It’s a dark and stormy day, just right for tales of mystery and pain. My first mystery was actually painful.

Mystery Time
You know people make fun of Texans for wearing cowboy boots, right? Well, there’s a good reason. A good portion of the things here bite, stick, prick, or otherwise harm you, and feet are prime targets. Here are some prickly things I can see just walking around: prickly sow thistle, milk thistle, and bull thistle. Birds love them. Feet don’t.
Some thorny things should be found in trees, like mesquite branches. So how did this happen?


Yeah, if I’d been wearing my cowboy boots at the tack room, as usual, I would not have felt that thorn in my foot!

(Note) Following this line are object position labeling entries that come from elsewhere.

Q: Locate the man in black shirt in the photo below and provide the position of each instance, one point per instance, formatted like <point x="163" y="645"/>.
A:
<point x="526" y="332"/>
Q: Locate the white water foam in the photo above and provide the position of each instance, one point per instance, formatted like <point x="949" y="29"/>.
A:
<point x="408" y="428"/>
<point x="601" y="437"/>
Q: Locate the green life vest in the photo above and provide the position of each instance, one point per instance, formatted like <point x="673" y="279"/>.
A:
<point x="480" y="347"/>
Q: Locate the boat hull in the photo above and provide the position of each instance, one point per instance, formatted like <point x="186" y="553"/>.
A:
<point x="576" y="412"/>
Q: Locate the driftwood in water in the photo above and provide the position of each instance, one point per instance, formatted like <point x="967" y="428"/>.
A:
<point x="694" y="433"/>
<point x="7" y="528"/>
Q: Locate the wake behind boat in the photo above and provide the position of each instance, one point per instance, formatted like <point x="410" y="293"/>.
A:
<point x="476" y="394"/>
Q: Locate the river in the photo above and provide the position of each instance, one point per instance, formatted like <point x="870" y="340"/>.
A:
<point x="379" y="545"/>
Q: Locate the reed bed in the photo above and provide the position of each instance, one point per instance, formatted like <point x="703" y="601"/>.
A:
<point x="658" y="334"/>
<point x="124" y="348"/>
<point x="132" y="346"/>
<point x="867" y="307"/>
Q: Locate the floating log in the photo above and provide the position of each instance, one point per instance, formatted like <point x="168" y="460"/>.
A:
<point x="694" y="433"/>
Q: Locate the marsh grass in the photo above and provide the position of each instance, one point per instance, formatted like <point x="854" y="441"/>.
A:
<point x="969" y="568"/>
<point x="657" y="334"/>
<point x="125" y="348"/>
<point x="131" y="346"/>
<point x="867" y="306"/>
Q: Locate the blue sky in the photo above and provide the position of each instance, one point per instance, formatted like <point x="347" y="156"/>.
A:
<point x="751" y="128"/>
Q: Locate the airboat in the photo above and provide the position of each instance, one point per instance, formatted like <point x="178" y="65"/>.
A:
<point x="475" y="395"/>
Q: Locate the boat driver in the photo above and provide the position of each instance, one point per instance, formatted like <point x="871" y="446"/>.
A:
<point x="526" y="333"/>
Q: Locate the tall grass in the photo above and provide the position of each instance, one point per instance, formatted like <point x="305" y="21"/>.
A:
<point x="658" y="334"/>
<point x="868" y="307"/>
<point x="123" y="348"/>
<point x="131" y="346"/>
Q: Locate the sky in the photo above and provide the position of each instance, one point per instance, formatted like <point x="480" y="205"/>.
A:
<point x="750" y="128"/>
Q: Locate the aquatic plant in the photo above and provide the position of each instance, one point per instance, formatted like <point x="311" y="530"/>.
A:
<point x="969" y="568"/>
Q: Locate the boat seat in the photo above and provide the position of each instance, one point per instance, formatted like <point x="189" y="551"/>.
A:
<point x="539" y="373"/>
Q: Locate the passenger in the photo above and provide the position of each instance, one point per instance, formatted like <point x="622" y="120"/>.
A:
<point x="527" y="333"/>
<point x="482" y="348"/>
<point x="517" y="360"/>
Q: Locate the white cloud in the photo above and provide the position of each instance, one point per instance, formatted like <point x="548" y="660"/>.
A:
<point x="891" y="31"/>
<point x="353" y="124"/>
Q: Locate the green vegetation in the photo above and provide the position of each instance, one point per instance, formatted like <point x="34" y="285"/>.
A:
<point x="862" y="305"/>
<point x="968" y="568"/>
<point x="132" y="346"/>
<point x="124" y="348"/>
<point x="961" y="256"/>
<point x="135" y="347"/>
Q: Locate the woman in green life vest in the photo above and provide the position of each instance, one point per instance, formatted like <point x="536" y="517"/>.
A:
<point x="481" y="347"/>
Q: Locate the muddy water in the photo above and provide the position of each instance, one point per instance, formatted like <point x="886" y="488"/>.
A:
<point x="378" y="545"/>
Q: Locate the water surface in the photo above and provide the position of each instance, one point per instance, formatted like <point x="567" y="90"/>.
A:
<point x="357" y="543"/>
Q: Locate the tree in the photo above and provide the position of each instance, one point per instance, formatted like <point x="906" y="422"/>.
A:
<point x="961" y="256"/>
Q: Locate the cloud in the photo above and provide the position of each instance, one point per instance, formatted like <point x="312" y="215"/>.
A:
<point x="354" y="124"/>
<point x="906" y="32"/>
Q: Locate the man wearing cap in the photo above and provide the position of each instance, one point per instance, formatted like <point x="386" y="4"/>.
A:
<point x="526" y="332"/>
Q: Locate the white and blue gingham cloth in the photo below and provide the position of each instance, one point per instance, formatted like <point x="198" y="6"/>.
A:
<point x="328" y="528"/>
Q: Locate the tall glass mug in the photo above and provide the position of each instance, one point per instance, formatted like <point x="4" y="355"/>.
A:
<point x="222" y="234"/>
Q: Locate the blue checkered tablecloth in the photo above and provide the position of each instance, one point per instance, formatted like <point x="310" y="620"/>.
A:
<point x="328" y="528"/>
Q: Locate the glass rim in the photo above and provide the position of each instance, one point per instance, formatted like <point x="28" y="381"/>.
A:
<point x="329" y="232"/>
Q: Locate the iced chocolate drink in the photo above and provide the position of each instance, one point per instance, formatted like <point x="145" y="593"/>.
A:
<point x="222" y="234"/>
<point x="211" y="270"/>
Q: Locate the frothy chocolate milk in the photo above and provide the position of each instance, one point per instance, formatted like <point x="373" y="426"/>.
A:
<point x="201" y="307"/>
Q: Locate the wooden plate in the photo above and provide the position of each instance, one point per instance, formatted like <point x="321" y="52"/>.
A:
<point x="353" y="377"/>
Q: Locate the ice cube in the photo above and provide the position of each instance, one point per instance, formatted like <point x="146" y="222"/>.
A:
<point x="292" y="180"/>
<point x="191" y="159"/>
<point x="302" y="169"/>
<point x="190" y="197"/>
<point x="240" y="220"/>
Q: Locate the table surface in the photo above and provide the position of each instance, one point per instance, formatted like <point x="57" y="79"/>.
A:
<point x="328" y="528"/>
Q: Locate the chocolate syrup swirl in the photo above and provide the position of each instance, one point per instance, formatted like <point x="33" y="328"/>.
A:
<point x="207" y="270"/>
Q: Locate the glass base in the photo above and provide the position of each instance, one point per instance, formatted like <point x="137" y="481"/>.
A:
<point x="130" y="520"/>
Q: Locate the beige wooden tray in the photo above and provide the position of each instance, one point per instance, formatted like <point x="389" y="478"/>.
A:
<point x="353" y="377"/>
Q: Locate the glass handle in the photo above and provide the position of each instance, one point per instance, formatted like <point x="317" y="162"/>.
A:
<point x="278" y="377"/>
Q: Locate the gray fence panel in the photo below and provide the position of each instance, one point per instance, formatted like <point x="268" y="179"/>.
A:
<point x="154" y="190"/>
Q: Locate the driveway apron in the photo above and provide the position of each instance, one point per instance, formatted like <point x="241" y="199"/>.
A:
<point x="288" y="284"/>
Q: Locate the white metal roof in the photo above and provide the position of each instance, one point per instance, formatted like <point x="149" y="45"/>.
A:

Thank goodness I didn’t step hard. How did it get there? There are no mesquite tree close by. Mysterious.
My guess is that it was in my square bale of hay. It was sharply cut like a baler did it. Ow! That’s my guess, anyway, because mesquite trees keep trying to grow up in our fields.
A Chilly Mystery
At least the second mystery over by the tack room isn’t prickly. First, for a week or more, we have been finding the fairly heavy doormat in front of the tack room door moved away from the door. We keep moving it back, but it keeps moving away!

Yesterday, I saw something jump out of the corner of my eye. Maybe the little barn cat? Maybe a raccoon? But why? I was pondering this when I went inside this afternoon as I was checking on the horses.
That was when I faced yet another mystery. The tack room, which is normally pretty warm, was really cold. That was weird to me. I looked at the air conditioner unit. It said 70!! What? That is unheard of! Ralph has it set at 76, and the rest of us are NOT authorized to change it.
Ralph said he didn’t go in there today, though he’d come by. Sara wasn’t home. Uh. I had never touched that thing until I put it back to 76 today.

Now this is a real mystery. That chicken can’t open the door, nor can the clever equines. Who did it? Why?
Do we have a mat-moving, temperature meddling guest? No one knows!
I’ll keep you posted, but in the meantime, I’ll happily report that the blue-eyed grass burst into bloom today. More spring beauty awaits.